I had originally planned to continue straight from my undergraduate studies into a Ph.D. program in robotics. With the formative internship at Microsoft that helped me realize I could learn more in industry, I ended up having a more circuitous route to a doctorate degree.
It became clear to me that machine learning was the area in AI most primed for substantial real-world impact, and I wanted to learn this beyond the practical skills I was picking up at work. I read some papers, but wanted more formal education.
I didn’t want to tweak the innards of the algorithm for a couple percent improvement. I felt the value from the field would come mostly from applying this technology. So, I started with a professional master’s degree in computational linguistics at the University of Washington while working at Microsoft. Natural language processing, roughly synonymous with computational linguistics, is another sub-discipline within AI like machine learning.
I love language, it’s very relevant to meaning representation within AI, and this enabled me to gain training on applying machine learning without spending years of research tweaking a particular algorithm.
With that program complete, I then transitioned into the computational linguistics Ph.D. program at the University of Washington, where I earned my doctorate degree.
My research in graduate school focused on a variety of areas: information extraction, relation extraction, knowledge representation, and conceptual hierarchy. I was focused on practical applications and my career in industry, so I treated this time as an opportunity to learn how to conduct academic research.
I love learning well beyond formal education. I own and have taken over a hundred of The Great Courses. I frequently study courses on Udemy, where I have about half as many courses. I’m constantly reading or listening to non-fiction audiobooks if not engaged with a course.
I’ve found that in most areas I learn outside of a dedicated, focused study program where I’m doing homework and spend a ton of effort, I don’t learn as well as I did when I’m in school.

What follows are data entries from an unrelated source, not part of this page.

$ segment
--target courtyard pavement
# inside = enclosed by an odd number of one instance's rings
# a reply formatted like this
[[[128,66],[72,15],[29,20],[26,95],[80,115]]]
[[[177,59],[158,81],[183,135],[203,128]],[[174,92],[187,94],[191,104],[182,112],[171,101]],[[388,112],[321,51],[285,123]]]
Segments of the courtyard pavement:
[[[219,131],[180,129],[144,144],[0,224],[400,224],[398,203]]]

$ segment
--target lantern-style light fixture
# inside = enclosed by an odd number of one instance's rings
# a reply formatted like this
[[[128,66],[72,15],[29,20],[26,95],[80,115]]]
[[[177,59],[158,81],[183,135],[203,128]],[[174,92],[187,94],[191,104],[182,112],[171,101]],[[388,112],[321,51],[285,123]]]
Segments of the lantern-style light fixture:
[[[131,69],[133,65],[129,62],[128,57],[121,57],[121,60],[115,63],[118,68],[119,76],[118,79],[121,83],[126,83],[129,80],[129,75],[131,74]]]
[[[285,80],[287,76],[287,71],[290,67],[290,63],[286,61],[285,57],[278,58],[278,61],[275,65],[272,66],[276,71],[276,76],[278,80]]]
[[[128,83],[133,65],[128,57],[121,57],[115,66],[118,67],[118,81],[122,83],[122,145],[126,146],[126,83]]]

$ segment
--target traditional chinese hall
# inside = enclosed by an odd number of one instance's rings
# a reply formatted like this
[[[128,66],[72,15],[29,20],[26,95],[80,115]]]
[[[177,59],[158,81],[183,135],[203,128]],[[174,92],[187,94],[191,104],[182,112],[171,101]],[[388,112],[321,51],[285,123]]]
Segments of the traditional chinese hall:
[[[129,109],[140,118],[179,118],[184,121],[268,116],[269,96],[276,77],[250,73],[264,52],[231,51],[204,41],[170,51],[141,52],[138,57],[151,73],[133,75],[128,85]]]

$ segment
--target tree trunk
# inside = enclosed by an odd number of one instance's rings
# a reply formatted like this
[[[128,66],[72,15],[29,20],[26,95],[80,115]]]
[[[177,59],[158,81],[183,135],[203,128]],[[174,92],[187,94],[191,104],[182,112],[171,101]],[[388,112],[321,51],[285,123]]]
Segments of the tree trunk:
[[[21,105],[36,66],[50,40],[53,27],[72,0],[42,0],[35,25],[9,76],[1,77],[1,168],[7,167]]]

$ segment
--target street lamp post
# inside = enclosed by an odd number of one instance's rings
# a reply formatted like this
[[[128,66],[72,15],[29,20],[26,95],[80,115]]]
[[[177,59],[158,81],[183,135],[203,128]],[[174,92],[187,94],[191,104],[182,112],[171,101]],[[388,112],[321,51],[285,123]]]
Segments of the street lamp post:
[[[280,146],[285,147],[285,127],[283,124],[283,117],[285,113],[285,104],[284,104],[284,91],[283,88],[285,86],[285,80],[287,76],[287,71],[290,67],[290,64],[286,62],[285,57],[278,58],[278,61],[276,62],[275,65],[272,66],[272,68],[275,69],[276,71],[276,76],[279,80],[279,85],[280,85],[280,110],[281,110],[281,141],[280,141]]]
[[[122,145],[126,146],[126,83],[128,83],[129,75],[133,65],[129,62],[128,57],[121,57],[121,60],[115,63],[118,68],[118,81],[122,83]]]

While I do study this intensively sometimes, I more commonly treat these learning opportunities as ways of expanding my awareness so I can make connections I wouldn’t otherwise have noticed. I can then dig deeper into the handful of areas of relevance as opportunities arise.
Beyond this context expansion, there are some areas where I’ve spent extra time learning that warrant mention.
Humans encode their knowledge into encyclopedias and dictionaries. While everyone who has edited Wikipedia has some idea how to build an encyclopedia, dictionaries are more interesting. They systematically represent the concepts we use to communicate, which is relevant to the meaning representation and natural language processing sub-disciplines of AI I’m fascinated by.
In addition to reading books on the topic–The Oxford Guide to Practical Lexicography is among my ten favorite books–I’ve also participated in Lexicom, the premiere workshop for training lexicographers to build dictionaries.
On a completely separate track, working in a field where most of the value is in the form of intellectual property, I also have a substantial interest in patent law. This, and the thought of someday running my own company encouraged me to learn the US patent system.
I studied for and passed the patent bar, becoming a licensed patent agent. This enables me to practice law in the form of prosecuting patent applications as well as handling appeals and review proceedings before the US Patent and Trademark Organization.
In college, I spent some time studying philosophy since this is the field that studies the nature of knowledge and how it’s formed. In addition to this, I also graduated from a three-year philosophy program at the Objectivist Academic Center.